Long Format with melt

long = sales.melt(
    id_vars=["region", "quarter"],
    value_vars=["revenue", "units"],
    var_name="metric",
    value_name="value",
)
  • Ideal for plotting libraries that expect tidy data (one column per variable, one row per observation).
  • Use value_vars to control which columns to unpivot.
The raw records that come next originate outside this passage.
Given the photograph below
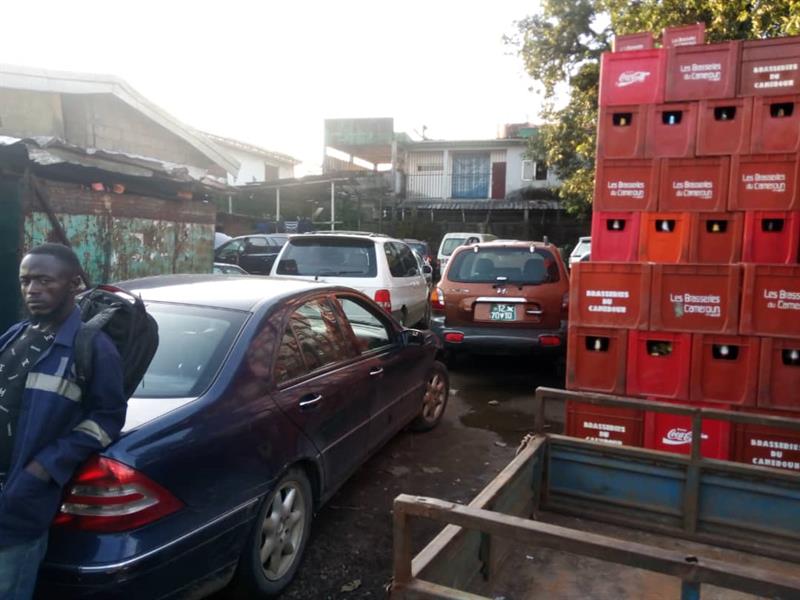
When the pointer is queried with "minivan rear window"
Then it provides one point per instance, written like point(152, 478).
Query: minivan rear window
point(328, 257)
point(514, 265)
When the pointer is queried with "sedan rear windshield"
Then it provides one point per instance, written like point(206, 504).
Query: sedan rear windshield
point(329, 257)
point(514, 265)
point(451, 244)
point(192, 344)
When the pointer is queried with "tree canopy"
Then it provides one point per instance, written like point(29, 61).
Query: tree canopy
point(561, 45)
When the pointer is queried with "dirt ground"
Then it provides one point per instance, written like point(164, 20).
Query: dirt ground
point(490, 409)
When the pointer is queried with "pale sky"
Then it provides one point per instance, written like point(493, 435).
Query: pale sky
point(269, 73)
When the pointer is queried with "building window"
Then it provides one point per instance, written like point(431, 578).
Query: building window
point(534, 170)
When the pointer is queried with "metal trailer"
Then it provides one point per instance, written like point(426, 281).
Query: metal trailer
point(703, 522)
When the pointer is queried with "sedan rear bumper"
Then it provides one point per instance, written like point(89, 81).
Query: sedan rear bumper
point(499, 339)
point(204, 559)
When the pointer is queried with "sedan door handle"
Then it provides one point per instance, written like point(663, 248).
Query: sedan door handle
point(310, 400)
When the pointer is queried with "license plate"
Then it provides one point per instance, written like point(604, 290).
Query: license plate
point(502, 312)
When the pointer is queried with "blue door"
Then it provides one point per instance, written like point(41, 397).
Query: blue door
point(471, 176)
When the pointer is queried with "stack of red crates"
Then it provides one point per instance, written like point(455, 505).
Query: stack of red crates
point(692, 294)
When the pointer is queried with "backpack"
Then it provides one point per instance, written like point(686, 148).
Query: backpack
point(124, 318)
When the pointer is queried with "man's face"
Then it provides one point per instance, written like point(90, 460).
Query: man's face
point(48, 287)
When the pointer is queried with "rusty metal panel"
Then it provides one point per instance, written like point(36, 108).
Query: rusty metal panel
point(124, 236)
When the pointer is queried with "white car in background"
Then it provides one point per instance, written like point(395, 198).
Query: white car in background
point(581, 250)
point(383, 268)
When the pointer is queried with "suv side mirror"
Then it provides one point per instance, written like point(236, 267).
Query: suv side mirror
point(413, 337)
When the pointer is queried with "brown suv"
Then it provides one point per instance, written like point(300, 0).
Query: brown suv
point(502, 297)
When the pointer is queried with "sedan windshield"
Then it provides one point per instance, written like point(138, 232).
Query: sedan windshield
point(514, 265)
point(329, 256)
point(192, 344)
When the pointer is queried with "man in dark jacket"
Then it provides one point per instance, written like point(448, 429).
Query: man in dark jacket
point(49, 423)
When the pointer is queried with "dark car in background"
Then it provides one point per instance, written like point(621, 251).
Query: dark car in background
point(264, 396)
point(503, 297)
point(254, 253)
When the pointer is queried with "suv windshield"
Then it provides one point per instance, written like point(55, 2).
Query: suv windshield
point(328, 256)
point(192, 343)
point(451, 244)
point(515, 265)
Stack and Unstack for MultiIndex

stacked = table.stack()           # columns → rows
unstacked = stacked.unstack()     # rows → columns
  • Great for rearranging levels without redefining keys.
  • Control level with stack(level="quarter") or unstack(level=-1).

Common Pitfalls

PitfallFix
ValueError: Index contains duplicate entries with pivotSwitch to pivot_table with an aggregation.
Column order unexpectedSort columns: table = table.reindex(sorted(table.columns), axis=1).
Multi-level columns hard to readFlatten after pivot_table with a list comprehension.
Missing values after reshapeUse fill_value or stack(dropna=False) to preserve blanks.

Workflow Tips

  • Normalize first: meltgroupby/aggpivot_table for presentation.
  • For charts, keep data long; wide is best for reporting/exporting.
  • After pivot_table, export to Excel with formatting: table.to_excel("report.xlsx").

Related Guides


Key Takeaways

  • Use pivot for unique keys, pivot_table for aggregation, melt to go long.
  • Flatten MultiIndex columns after complex pivots to keep exports tidy.
  • Combine reshape steps with groupby to create analysis-ready datasets fast.